Fresh Probe Over Musk’s Stake on Twitter
Just as he played with the crypto market, Elon Musk throughout the last month has played with Twitter stock. The world’s richest man has slowly acquired his favorite social media platform in order to unlock its full potential, as he said.
He started this off with a purchase of a 5% stake in Twitter, later increased that to 9.2% plus an interest to join the board of the company, and finally settled with acquiring the whole for $44 billion! This raised so many questions, with some leading to lawsuits being filed over Elon Musk to stop the deal.
One among them is a class-action lawsuit filed late last month and now a probe coming from the SEC directly regarding Musk’s initial purchase of 5%. It’s said that the billionaire disclosed the deal 10 days after the SEC’s stated timeline, which led him to save a significant amount of money.

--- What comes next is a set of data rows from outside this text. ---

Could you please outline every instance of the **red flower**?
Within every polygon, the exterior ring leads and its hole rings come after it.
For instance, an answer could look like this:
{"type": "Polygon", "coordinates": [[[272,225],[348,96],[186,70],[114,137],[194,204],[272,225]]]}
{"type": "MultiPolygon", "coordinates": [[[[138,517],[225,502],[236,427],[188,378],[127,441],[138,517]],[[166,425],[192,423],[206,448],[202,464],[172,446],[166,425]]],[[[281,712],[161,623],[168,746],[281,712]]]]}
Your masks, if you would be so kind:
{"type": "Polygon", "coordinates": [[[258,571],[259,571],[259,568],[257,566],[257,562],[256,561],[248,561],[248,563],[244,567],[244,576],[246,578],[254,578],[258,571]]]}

Had he disclosed the purchase of 5% in time, investors would have followed him to buy a Twitter stake, thus pushing the share price up eventually. His delayed disclosure has now triggered the SEC to launch an investigation into this deal, as per The Wall Street Journal.
The report claims that Elon Musk may have saved about $143 million due to this delayed disclosure. Though some potential restrictions are expected from SEC, this may not stop the deal altogether.